Echo la cabeza hacia atrás y gimo. Él pasa los dedos por mi vello púbico, sobre mi sexo, y frota la palma de la mano contra mi clítoris.
—Señora Grey —susurra mientras sigue masajeándome.
Suelto un suave gruñido.
—Sí —musita mientras sigue excitándome con la palma de la mano—. Abre la boca.
Ya la tengo entreabierta porque estoy jadeando. La abro más, y él me introduce entre los labios un objeto metálico ancho y frío, una especie de enorme chupete con unas pequeñas muescas o ranuras, y algo que parece una cadena al final. Es grande.
—Chupa —ordena en voz baja—. Voy a meterte esto dentro.
¿Dentro? Dentro… ¿dónde? Me da un vuelco el corazón.
—Chupa —repite, y deja quieta la palma de la mano.
¡No, no pares! Quiero gritar, pero tengo la boca llena. Sus manos oleosas recorren nuevamente mi cuerpo hacia arriba y finalmente cubren mis desatendidos senos.
—No pares de chupar.
Hace girar delicadamente mis pezones entre el pulgar y el índice, con una caricia experta que los endurece y agranda, creando una oleada sináptica de placer que llega hasta mi entrepierna.
—Tienes unos pechos tan hermosos, Ana —susurra, y mis pezones responden endureciéndose aún más.

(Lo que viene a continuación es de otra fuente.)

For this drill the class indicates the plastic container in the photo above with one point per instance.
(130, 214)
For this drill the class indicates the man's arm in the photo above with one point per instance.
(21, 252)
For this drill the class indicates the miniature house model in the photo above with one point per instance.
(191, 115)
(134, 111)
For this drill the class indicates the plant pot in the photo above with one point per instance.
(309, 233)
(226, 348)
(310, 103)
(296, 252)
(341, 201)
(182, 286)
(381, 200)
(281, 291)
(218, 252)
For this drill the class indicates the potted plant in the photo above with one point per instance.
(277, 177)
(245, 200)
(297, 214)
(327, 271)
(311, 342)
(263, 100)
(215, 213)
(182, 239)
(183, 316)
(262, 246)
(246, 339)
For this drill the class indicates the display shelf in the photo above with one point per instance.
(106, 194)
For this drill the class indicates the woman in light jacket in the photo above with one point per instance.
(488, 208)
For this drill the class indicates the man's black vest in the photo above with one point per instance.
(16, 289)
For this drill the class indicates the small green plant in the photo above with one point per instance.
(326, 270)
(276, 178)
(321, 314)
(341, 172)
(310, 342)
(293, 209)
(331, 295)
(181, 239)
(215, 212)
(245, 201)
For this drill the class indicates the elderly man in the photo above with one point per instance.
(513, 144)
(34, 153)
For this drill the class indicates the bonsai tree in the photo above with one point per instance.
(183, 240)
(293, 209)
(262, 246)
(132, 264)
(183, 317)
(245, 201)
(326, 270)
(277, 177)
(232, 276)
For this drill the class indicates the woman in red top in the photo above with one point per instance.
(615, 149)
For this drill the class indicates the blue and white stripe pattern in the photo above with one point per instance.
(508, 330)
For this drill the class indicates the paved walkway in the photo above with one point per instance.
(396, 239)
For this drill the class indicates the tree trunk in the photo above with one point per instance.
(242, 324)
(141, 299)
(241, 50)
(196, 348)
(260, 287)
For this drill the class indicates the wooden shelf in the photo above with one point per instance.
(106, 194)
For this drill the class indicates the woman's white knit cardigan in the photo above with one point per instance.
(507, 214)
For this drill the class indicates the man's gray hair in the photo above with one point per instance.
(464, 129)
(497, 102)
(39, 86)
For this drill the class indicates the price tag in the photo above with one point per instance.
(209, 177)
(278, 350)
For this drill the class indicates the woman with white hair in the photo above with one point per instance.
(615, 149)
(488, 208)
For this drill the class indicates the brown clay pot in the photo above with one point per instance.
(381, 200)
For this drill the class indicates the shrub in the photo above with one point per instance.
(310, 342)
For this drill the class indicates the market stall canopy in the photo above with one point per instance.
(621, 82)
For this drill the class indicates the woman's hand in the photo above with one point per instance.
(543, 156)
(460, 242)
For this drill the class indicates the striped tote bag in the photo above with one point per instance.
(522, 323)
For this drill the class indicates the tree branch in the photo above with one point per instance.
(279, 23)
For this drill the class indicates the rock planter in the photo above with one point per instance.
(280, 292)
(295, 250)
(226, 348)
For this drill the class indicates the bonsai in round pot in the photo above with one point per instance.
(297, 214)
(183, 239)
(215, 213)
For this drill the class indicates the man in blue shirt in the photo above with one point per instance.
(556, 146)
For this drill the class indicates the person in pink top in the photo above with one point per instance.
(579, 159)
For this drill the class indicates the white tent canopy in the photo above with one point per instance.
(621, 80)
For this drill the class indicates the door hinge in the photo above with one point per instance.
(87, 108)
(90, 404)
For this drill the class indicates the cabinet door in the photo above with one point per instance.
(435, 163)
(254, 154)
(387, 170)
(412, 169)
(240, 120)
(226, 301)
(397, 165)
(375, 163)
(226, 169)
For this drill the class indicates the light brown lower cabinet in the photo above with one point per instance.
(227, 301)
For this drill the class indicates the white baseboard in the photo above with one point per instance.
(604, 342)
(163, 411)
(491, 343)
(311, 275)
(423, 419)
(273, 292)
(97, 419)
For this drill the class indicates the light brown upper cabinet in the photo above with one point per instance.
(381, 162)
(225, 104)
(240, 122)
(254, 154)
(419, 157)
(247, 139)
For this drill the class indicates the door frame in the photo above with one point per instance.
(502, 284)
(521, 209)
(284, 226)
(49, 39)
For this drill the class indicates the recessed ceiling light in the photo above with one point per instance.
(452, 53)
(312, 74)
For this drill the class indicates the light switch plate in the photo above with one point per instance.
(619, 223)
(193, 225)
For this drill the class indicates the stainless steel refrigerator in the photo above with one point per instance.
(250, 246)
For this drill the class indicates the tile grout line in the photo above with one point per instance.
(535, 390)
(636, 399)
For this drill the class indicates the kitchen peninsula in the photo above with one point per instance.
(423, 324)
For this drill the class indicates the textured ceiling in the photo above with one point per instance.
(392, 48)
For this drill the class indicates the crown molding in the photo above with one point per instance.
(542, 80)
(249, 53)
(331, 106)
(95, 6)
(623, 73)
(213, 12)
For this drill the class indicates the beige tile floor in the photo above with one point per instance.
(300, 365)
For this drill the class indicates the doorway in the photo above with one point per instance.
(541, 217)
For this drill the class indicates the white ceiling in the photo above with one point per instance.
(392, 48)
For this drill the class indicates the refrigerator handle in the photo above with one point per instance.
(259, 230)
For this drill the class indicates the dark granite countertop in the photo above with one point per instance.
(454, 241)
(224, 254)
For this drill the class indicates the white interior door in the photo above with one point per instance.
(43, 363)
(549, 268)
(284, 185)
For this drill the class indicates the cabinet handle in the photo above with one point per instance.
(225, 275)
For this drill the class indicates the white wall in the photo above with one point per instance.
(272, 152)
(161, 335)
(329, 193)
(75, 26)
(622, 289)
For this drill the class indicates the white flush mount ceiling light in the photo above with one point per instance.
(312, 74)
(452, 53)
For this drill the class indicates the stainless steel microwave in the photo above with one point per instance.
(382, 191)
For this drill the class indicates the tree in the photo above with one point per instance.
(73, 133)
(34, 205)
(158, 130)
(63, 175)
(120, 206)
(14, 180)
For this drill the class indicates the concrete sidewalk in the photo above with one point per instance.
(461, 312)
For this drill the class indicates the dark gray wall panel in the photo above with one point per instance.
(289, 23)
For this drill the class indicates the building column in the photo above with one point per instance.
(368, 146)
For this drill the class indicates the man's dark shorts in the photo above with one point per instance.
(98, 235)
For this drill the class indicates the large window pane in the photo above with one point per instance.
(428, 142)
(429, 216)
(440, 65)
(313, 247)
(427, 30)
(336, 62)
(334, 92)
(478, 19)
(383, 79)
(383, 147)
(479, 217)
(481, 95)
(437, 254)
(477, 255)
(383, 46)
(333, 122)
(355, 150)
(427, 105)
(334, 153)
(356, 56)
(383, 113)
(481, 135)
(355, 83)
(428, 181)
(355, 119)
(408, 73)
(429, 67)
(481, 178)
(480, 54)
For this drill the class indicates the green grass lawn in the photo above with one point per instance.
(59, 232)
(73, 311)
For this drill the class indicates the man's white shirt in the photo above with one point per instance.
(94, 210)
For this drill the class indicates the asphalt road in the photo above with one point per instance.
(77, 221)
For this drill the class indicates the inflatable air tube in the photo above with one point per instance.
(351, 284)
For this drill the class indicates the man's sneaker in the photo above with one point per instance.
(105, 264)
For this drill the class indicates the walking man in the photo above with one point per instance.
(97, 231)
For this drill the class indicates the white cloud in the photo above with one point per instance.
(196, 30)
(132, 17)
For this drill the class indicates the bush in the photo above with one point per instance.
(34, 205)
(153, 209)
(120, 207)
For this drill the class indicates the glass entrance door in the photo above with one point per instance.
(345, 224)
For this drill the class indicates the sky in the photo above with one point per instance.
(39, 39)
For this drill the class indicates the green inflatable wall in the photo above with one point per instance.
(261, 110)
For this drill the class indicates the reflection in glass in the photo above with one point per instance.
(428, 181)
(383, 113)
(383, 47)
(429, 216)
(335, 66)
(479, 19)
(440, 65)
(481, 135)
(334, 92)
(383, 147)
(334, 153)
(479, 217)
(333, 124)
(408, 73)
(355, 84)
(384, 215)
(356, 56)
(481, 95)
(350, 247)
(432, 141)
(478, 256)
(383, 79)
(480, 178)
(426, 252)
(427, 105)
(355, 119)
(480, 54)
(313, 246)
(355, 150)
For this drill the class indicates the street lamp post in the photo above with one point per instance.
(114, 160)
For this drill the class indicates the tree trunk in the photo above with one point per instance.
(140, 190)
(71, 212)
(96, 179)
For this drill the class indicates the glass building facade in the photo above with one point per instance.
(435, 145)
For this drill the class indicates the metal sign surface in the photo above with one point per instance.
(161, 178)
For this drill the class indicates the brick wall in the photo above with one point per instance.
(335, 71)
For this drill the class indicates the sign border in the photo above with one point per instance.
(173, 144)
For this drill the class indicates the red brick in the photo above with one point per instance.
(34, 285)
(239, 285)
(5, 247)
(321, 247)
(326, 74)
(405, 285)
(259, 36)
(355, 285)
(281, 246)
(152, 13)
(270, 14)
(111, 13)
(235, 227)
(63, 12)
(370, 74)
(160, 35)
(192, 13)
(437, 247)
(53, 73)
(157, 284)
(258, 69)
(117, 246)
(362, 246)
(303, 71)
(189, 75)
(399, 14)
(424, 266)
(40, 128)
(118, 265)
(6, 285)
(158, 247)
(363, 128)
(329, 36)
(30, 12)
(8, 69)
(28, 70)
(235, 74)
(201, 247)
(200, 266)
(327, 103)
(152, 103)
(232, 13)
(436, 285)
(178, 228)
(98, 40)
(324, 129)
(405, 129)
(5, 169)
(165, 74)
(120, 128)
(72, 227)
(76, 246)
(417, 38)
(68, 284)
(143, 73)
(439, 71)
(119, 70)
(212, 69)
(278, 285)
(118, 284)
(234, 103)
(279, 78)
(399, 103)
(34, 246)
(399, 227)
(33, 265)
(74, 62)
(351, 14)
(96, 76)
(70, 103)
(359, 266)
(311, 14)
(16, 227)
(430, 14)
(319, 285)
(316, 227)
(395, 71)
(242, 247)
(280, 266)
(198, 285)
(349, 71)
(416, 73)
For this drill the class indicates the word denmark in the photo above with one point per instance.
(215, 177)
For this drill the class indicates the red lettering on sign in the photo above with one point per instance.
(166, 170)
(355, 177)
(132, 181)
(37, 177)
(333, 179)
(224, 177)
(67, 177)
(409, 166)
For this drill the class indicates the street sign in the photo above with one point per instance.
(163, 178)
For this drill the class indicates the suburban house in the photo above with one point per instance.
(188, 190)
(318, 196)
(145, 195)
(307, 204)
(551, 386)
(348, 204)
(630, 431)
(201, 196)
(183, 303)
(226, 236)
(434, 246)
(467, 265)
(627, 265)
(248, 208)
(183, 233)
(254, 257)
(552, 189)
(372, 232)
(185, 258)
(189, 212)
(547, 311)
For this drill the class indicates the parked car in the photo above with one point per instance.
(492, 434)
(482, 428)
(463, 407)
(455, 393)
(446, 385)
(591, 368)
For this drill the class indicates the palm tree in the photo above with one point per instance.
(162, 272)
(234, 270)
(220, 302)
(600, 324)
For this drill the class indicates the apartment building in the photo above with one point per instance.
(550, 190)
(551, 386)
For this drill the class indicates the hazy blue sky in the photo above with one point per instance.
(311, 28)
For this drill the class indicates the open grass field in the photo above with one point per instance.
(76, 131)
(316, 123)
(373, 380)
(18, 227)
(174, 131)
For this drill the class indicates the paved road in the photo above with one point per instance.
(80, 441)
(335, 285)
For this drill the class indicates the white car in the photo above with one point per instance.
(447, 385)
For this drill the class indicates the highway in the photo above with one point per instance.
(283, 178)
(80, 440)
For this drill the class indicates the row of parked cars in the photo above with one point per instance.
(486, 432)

Él murmura complacido y yo gimo. Baja los labios desde mi cuello hasta uno de mis senos, sin dejar de chupar y mordisquear suavemente hasta llegar al pezón, y de repente noto el pellizco de la pinza.
—¡Ay! —gruño entrecortadamente a través del aparato que cubre mi boca.
Oh, por Dios… el pellizco produce una sensación exquisita, cruda, dolorosa, placentera. Me lame con dulzura el pezón prisionero, mientras procede a colocar la segunda pinza. El pellizco también es intenso… pero igualmente agradable. Gimo con fuerza.
—Siéntelo —sisea él.
Ah, lo siento. Lo siento. Lo siento.
—Dame esto.
Tira con cuidado del estriado chupete metálico que tengo en la boca, y lo suelto. Sus manos recorren otra vez mi cuerpo, descendiendo hacia mi sexo. Ha vuelto a untárselas de aceite, y se deslizan alrededor de mi trasero.
Ahogo un gemido. ¿Qué va a hacer? Cuando me pasa los dedos entre las nalgas, me tenso sobre las rodillas.
—Chsss, despacio —me susurra al oído, y me besa la nuca y me provoca e incita con los dedos.
¿Qué va a hacer? Desliza la otra mano por mi vientre, hasta mi sexo, y lo acaricia de nuevo con la palma. Introduce sus dedos dentro de mí y yo jadeo fuerte, gozando.
—Voy a meterte esto dentro —murmura—. No aquí. —Sus dedos se deslizan entre mis nalgas, untando el aceite—. Sino aquí.
Y hace girar los dedos una y otra vez, dentro y fuera, golpeando la pared frontal de mi vagina. Yo gimo y mis pezones presos se hinchan.
—Ah.
—Ahora, silencio.
Christian saca los dedos y desliza el objeto dentro de mí. Luego me coge la cara entre las manos y me besa, con su boca invadiendo la mía, y entones oigo un levísimo clic. En ese instante, el artilugio empieza a vibrar en mi interior… ¡ahí abajo! Y gimo. Es una sensación extraordinaria, que supera cualquier otra que haya experimentado antes.
—¡Ah!
—Tranquila —me calma Christian, y sofoca mis jadeos con su boca.
Sus manos descienden hacia mis senos y tiran con mucha delicadeza de las pinzas. Grito con fuerza.
—¡Christian, por favor!
—Chsss, nena. Aguanta.
Esto es demasiado… toda esta sobreestimulación, por todas partes. Mi cuerpo empieza a ascender, y yo, de rodillas, no puedo controlar la escalada. Dios… ¿seré capaz de soportar esto?